Reading group on the writings of 毛澤東 Mao Tse Tung

[some reading militants reading militant writing]

Saturday, February 04, 2006

Mark's reaction to the "Report"

Well, I must say that I like this quite a lot, and I think I agree with it pretty much wholesale. One limitation of it is that it is somewhat anecdotal, meaning that it's difficult to ascertain whether Mao's conclusions are empirically correct. Parts are indeed apriori/theoretical. His statement of the relation of landlords' domination to the domination of tribe, cult and patriarchy seems to me underevidenced, for example. I buy the argument that among the poorest women may have more authority through their labour value, but what does this mean in terms of the revolution - how are women to be further liberated?

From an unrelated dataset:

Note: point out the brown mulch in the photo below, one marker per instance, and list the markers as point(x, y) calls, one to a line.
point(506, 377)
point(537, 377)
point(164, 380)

It seems to me though that Mao is here already developing a Maoist viewpoint which diverges from previous Marxism in seeing the peasantry as revolutionary agents, if requiring a bit of propaganda from conscious types like himself. I think he correctly identifies the power of ideology to arm peasants with the vocabulary to make revolution.

5 Comments:

  • At 2:06 AM, Blogger readingmao said…

    isn't it strange though that the three options that Mao presents are:
    1. march at their head and lead them
    2. trail behind them, gesticulating and criticizing
    3. stand in their way and oppose them

    there are moments when the "vangard" is proposed in terms of the peasants themselves - the poor peasants who have created a constituent power, the authority of the "peasant association" this seems to be a different ontological point than the possibility of "marching at their head and leading them." The movement itself seems to be the vanguard.

    On a different note, I fully agree with the point about developing a post-marxist theory of revolution. It seems here that Mao was preoccupied with the immense "cultural" history of the chinese countryside. As he notes, the question of whether "its terrible" for the middle-class peasants is related to the question "A peasant association? Who know if heaven wills it or not?" Of course, heaven, a cosmological reference is related to the whole host of cultural concerns that dominates the particularity of chinese culture. In a sense, here lies the limit of the analysis of capital in Marxism, for the genuine revolutionary task must take into account the cultural, that is, cosmological and metaphysical commitments on the part of those who make up the revolutionary movement. Does this preface the "cutural revolution"? -note also Mao reference to the resistance against patriarchy in the broad sense of the term.

     
  • At 6:14 PM, Blogger Himself said…

    But surely this is where Westernised-scientific vanguardism comes in, in guiding the struggle ideologically so that it is able to reach results hitherto unseen in China?

     
  • At 10:52 PM, Blogger readingmao said…

    what?

    I don't know if "scientific" enters in here.
    "Even if ten thousand schools of law and political science had been opened, could they have brought as much political education to the people, men and women, young and old, all the way into the remotest corners of the countryside, as the peasant associations have done in so short a time? I don't think they could."

    Mao might be either, at this point, unschooled in the ecumenical Marxism just then developing in Europe, or will fully attempting to develop a concept of vanguard from a different (cultural?) position. This is speculation on my part.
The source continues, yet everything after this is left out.